De acordo com a nova legislação, a venda só será permitida em espaços físicos exclusivos, devidamente delimitados e segregados das demais áreas do supermercado. Esses ambientes deverão funcionar como farmácias ou drogarias completas, com estrutura independente e operação sob responsabilidade de profissionais habilitados. A presença de um farmacêutico durante todo o horário de funcionamento passa a ser obrigatória.

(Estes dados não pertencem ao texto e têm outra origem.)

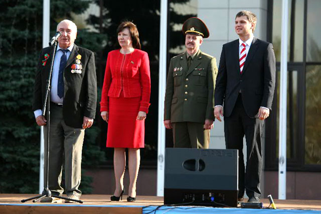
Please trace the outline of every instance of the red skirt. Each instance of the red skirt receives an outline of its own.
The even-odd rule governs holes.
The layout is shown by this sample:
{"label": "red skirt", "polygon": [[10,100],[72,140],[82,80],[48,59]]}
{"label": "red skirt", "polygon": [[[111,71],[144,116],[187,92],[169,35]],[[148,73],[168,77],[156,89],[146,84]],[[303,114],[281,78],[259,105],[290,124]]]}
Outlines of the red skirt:
{"label": "red skirt", "polygon": [[107,147],[144,148],[145,121],[138,121],[140,97],[109,97]]}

A lei também determina que esses estabelecimentos podem ser operados diretamente pelo supermercado, sob a mesma identidade fiscal, ou por meio de contrato com farmácias e drogarias licenciadas e registradas nos órgãos competentes. Em ambos os casos, será necessário cumprir rigorosamente todas as exigências legais, sanitárias e técnicas.
Entre os critérios estabelecidos estão condições adequadas de armazenamento, como controle de temperatura, ventilação, iluminação e umidade, além de sistemas de rastreabilidade e procedimentos específicos para dispensação de medicamentos. A estrutura também deverá prever espaços para atendimento e assistência farmacêutica, incluindo consultórios, quando aplicável.
O texto regulamenta ainda o processo de compra. A retenção de receitas médicas, quando exigida, só poderá ocorrer após o pagamento do medicamento. Alternativamente, os produtos poderão ser transportados até o caixa em embalagens lacradas, invioláveis e devidamente identificadas. A exposição de remédios fora das áreas delimitadas, como em gôndolas, estandes ou bancadas abertas, está proibida.
Além disso, a legislação permite que farmácias e drogarias utilizem plataformas digitais e serviços de comércio eletrônico para entrega de medicamentos, desde que respeitem integralmente a regulamentação vigente.
A medida amplia o acesso da população a medicamentos, ao mesmo tempo em que busca preservar padrões de segurança e qualidade no atendimento farmacêutico dentro de supermercados.